Having been assured by the Lord, Jacob arose, with his descendants, to make the journey with their property and livestock to Egypt, God’s ordained place. And to Goshen, the final destination, Joseph headed in his chariot for their reunion, where he wept on his father’s neck upon seeing his face.

He wept there a long time; and Jacob spoke of the peace he would have now in death, due to seeing that his beloved Joseph was, wonderfully, still alive. In acknowledgement of God’s love, Joseph likely thought of all he could now offer, which was worth all the adversities with which he’d had to strive.

So Joseph took five of his brothers to appear before Pharaoh, where they stated their desire to sojourn as shepherds in Goshen, a choice part of Pharaoh’s land. Pharaoh’s answer, to Joseph, was that Egypt was at their disposal–and that if some of them were capable, then put his own livestock under their command.

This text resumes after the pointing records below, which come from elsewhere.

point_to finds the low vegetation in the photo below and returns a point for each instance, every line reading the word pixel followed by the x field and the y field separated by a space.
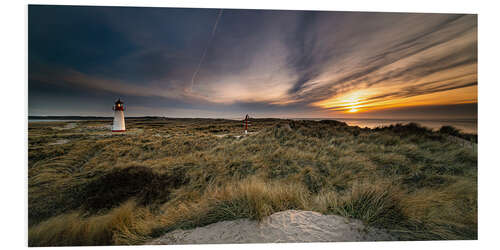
pixel 163 174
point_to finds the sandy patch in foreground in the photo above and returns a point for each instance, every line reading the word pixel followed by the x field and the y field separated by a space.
pixel 286 226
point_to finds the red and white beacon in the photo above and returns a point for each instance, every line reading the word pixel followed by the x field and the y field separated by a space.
pixel 119 121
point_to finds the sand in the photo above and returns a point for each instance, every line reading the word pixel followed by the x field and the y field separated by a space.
pixel 286 226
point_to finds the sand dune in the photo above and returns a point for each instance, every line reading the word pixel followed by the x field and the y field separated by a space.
pixel 286 226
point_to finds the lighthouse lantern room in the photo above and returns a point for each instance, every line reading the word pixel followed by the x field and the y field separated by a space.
pixel 119 120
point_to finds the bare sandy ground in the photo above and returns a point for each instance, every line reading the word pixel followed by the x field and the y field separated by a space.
pixel 286 226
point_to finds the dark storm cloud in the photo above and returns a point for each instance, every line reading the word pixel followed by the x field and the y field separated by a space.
pixel 275 62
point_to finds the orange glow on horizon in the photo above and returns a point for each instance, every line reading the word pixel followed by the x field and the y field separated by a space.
pixel 368 100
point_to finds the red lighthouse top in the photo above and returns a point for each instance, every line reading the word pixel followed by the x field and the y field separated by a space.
pixel 118 105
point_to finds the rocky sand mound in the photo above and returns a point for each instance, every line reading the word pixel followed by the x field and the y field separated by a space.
pixel 286 226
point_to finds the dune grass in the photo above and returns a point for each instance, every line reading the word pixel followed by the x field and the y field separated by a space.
pixel 165 174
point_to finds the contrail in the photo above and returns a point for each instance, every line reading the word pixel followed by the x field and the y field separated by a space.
pixel 206 48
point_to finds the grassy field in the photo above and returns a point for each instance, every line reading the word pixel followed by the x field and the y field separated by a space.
pixel 90 187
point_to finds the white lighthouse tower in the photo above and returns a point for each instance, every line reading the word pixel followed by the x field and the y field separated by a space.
pixel 119 121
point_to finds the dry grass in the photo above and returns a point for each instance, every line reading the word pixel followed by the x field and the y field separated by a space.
pixel 164 174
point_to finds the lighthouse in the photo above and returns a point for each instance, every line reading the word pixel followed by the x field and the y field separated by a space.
pixel 119 121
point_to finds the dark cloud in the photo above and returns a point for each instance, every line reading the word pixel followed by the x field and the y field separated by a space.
pixel 271 62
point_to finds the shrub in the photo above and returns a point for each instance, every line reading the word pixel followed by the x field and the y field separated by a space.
pixel 120 185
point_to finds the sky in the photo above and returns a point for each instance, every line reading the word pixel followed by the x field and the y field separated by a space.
pixel 225 63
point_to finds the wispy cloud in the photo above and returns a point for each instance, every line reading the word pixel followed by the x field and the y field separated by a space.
pixel 284 60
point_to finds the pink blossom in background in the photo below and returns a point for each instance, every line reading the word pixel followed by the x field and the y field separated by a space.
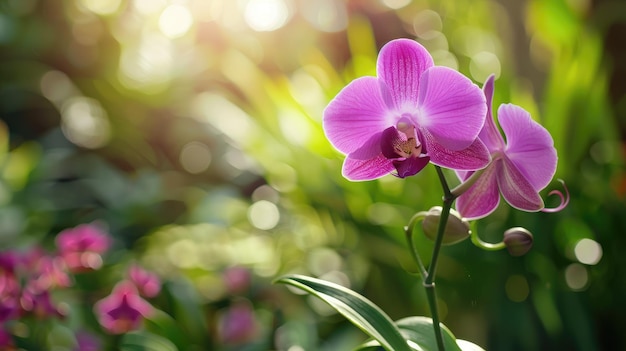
pixel 51 272
pixel 238 324
pixel 522 165
pixel 6 340
pixel 148 284
pixel 39 303
pixel 87 342
pixel 123 310
pixel 10 292
pixel 412 113
pixel 82 247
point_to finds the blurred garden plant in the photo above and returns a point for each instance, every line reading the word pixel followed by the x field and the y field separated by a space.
pixel 33 281
pixel 414 113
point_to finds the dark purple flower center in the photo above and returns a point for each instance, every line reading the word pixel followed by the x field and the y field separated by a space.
pixel 402 146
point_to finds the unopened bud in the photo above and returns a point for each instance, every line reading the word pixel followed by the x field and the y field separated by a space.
pixel 518 241
pixel 457 229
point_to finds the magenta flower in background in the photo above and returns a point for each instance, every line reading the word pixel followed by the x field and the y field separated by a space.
pixel 147 283
pixel 10 292
pixel 82 247
pixel 237 279
pixel 50 272
pixel 6 340
pixel 238 324
pixel 123 310
pixel 521 166
pixel 413 112
pixel 39 302
pixel 86 341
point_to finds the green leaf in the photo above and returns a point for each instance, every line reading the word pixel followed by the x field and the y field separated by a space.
pixel 468 346
pixel 419 330
pixel 161 323
pixel 144 341
pixel 356 308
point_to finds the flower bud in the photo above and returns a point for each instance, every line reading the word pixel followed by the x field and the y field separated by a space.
pixel 457 228
pixel 518 241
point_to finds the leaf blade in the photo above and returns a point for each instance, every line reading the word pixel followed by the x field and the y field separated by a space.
pixel 356 308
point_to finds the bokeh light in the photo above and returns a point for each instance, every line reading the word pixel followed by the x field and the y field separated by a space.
pixel 576 276
pixel 175 21
pixel 266 15
pixel 85 122
pixel 588 251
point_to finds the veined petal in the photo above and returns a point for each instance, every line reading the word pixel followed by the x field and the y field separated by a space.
pixel 482 198
pixel 400 64
pixel 516 189
pixel 358 170
pixel 410 166
pixel 451 107
pixel 370 149
pixel 474 157
pixel 490 135
pixel 355 114
pixel 529 145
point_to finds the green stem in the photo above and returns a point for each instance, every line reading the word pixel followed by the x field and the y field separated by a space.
pixel 476 240
pixel 429 281
pixel 408 232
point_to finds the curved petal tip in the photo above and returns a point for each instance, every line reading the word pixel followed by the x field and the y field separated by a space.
pixel 564 199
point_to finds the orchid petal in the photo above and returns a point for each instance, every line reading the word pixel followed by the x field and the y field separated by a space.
pixel 358 170
pixel 529 145
pixel 400 64
pixel 482 198
pixel 564 199
pixel 410 166
pixel 354 113
pixel 390 137
pixel 451 107
pixel 516 189
pixel 368 150
pixel 474 157
pixel 490 135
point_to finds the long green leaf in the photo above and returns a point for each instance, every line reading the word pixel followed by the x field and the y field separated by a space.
pixel 419 331
pixel 357 309
pixel 144 341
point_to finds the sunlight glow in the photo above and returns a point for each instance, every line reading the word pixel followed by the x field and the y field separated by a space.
pixel 195 157
pixel 147 7
pixel 396 4
pixel 483 64
pixel 263 215
pixel 84 122
pixel 266 15
pixel 175 21
pixel 101 7
pixel 588 251
pixel 326 15
pixel 149 63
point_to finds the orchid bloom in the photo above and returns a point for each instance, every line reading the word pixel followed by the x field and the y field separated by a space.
pixel 82 247
pixel 123 310
pixel 413 112
pixel 148 284
pixel 521 166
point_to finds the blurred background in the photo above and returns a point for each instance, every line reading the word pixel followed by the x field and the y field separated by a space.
pixel 191 130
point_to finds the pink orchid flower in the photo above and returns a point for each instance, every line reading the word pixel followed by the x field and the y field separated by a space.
pixel 521 166
pixel 123 310
pixel 82 247
pixel 148 284
pixel 413 112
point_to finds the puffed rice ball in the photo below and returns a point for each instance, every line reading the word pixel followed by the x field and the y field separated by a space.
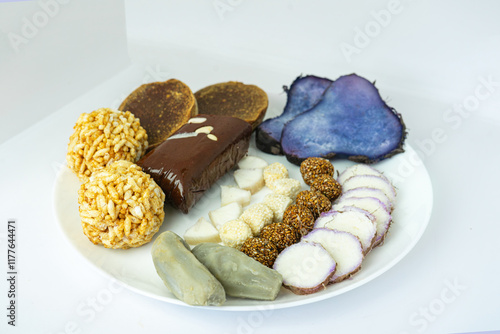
pixel 121 206
pixel 104 136
pixel 287 187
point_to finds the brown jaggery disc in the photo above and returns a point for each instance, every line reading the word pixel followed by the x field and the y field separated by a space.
pixel 280 234
pixel 315 201
pixel 162 107
pixel 261 250
pixel 300 217
pixel 313 167
pixel 328 186
pixel 247 102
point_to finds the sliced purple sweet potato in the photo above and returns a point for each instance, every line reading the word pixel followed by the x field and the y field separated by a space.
pixel 303 94
pixel 371 181
pixel 353 220
pixel 368 192
pixel 351 121
pixel 382 216
pixel 344 247
pixel 358 169
pixel 306 267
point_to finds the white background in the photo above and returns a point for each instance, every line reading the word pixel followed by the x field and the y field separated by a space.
pixel 435 62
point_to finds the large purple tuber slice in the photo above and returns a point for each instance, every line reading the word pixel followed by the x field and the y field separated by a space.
pixel 344 247
pixel 353 220
pixel 306 267
pixel 351 121
pixel 303 94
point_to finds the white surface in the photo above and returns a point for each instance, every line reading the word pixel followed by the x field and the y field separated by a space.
pixel 431 57
pixel 134 268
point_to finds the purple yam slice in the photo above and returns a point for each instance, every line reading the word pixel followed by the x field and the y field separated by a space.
pixel 304 93
pixel 344 247
pixel 371 181
pixel 353 220
pixel 351 121
pixel 306 267
pixel 358 169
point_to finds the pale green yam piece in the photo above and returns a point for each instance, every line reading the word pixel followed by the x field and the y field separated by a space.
pixel 188 279
pixel 240 275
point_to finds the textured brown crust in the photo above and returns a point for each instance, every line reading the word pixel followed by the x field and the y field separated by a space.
pixel 162 107
pixel 247 102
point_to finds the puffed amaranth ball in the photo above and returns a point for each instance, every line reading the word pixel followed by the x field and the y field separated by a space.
pixel 314 167
pixel 261 250
pixel 328 186
pixel 280 234
pixel 315 201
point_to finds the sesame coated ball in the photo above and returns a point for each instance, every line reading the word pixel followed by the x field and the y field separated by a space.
pixel 280 234
pixel 313 167
pixel 315 201
pixel 300 217
pixel 328 186
pixel 261 250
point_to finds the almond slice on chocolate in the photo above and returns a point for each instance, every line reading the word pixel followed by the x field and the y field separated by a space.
pixel 162 107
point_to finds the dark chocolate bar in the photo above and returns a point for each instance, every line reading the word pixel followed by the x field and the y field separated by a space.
pixel 191 160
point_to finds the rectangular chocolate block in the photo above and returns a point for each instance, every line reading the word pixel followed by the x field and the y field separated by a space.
pixel 191 160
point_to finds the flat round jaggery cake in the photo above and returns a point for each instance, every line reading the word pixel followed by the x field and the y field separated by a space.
pixel 162 107
pixel 247 102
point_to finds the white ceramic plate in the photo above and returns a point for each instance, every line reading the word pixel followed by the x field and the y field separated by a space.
pixel 134 267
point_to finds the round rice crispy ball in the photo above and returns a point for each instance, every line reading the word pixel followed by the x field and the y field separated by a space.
pixel 121 206
pixel 104 136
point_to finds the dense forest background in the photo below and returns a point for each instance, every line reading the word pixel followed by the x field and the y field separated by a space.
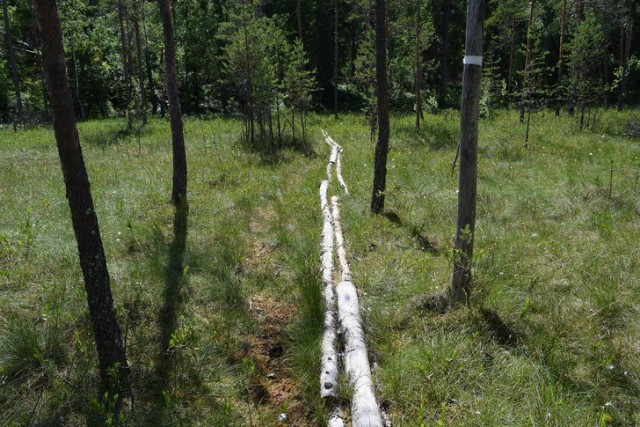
pixel 297 55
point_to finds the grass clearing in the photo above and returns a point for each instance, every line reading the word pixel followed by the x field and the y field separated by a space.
pixel 232 337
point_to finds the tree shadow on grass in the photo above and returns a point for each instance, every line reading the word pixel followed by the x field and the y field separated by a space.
pixel 168 318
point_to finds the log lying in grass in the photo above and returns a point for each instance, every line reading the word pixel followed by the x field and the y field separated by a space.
pixel 338 162
pixel 364 408
pixel 329 358
pixel 340 249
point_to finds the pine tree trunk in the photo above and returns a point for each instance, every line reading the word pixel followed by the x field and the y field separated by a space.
pixel 382 145
pixel 563 26
pixel 336 67
pixel 418 77
pixel 626 35
pixel 605 52
pixel 299 19
pixel 126 59
pixel 179 190
pixel 77 83
pixel 106 332
pixel 512 49
pixel 12 64
pixel 465 228
pixel 446 17
pixel 526 85
pixel 142 108
pixel 147 60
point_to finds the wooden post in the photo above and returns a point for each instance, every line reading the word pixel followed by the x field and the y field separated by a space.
pixel 465 228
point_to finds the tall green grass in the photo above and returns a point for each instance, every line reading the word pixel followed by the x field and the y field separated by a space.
pixel 550 336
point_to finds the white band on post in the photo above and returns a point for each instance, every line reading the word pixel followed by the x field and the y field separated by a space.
pixel 472 60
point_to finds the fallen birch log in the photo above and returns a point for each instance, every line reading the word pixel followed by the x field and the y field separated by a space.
pixel 329 358
pixel 338 161
pixel 364 408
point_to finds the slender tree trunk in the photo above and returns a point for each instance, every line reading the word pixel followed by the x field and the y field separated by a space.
pixel 126 63
pixel 12 65
pixel 299 19
pixel 512 49
pixel 147 60
pixel 382 145
pixel 336 67
pixel 77 82
pixel 106 332
pixel 136 29
pixel 580 10
pixel 179 191
pixel 465 228
pixel 444 65
pixel 563 26
pixel 418 77
pixel 626 34
pixel 605 52
pixel 526 84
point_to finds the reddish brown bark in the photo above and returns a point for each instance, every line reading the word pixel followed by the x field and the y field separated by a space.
pixel 179 190
pixel 114 370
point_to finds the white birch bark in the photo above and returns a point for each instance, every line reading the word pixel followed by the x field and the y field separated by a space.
pixel 364 408
pixel 340 248
pixel 338 162
pixel 329 358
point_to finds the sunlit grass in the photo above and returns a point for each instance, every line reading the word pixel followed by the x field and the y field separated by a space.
pixel 550 337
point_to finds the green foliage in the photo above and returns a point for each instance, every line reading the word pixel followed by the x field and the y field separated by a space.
pixel 269 74
pixel 556 262
pixel 583 60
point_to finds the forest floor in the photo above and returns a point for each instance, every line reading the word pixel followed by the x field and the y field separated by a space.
pixel 551 335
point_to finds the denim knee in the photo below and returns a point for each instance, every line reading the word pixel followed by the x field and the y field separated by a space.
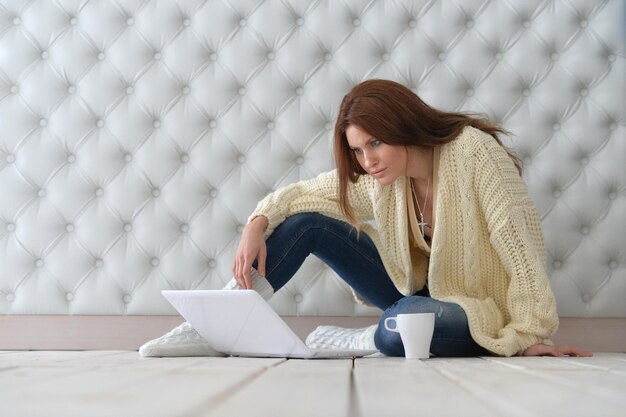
pixel 389 343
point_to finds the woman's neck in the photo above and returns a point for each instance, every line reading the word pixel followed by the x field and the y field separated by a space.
pixel 420 164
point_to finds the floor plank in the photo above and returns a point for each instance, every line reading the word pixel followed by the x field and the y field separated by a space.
pixel 300 388
pixel 393 386
pixel 159 387
pixel 516 389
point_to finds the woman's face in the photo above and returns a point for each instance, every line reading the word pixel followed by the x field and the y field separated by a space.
pixel 384 162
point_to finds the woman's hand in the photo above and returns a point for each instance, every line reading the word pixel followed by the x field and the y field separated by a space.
pixel 541 349
pixel 251 247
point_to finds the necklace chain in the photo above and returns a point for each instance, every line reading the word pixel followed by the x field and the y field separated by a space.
pixel 422 224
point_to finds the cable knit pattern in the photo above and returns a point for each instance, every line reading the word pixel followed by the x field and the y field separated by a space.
pixel 487 252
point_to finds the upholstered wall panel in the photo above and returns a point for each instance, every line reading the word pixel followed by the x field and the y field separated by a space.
pixel 137 136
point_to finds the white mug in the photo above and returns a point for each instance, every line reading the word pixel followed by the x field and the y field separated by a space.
pixel 416 331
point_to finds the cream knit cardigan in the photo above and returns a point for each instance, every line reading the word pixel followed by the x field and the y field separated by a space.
pixel 487 252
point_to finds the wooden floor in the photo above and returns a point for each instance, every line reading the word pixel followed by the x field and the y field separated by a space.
pixel 120 383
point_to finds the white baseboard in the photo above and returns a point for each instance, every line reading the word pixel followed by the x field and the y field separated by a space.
pixel 129 332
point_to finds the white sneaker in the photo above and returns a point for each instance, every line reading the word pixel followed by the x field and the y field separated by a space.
pixel 332 337
pixel 184 340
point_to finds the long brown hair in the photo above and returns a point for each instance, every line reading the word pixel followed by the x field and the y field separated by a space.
pixel 395 115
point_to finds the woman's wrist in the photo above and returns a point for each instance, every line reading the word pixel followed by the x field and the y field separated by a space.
pixel 260 223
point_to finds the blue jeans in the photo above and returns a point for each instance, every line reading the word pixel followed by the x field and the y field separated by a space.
pixel 357 262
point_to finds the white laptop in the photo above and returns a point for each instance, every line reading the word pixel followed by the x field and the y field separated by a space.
pixel 242 323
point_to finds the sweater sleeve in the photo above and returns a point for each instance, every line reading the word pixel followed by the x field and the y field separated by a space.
pixel 318 195
pixel 516 236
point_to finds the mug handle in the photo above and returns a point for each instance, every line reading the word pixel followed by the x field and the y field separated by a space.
pixel 395 320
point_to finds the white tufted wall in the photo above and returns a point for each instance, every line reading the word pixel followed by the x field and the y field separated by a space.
pixel 137 136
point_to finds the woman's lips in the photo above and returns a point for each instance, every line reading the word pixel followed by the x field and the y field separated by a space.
pixel 378 173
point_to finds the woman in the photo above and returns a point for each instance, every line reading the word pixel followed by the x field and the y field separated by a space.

Joseph presented also his father to Pharaoh, who inquired as to his age, which Jacob shared; and he blessed this Pharaoh who had exalted his son. Then Joseph settled his father and brothers and gave them a possession in the land, and provided them food–all of which his obedience to God had won.

“I never expected to see your face; and behold, God has let me see your children as well,” Jacob said to Joseph; and he blessed his children in this true Bible story. After Jacob’s death, Joseph’s brothers needed reassurance of his forgiveness, which he freely gave, comforting them kindly–and it was to God that Joseph gave all of the glory!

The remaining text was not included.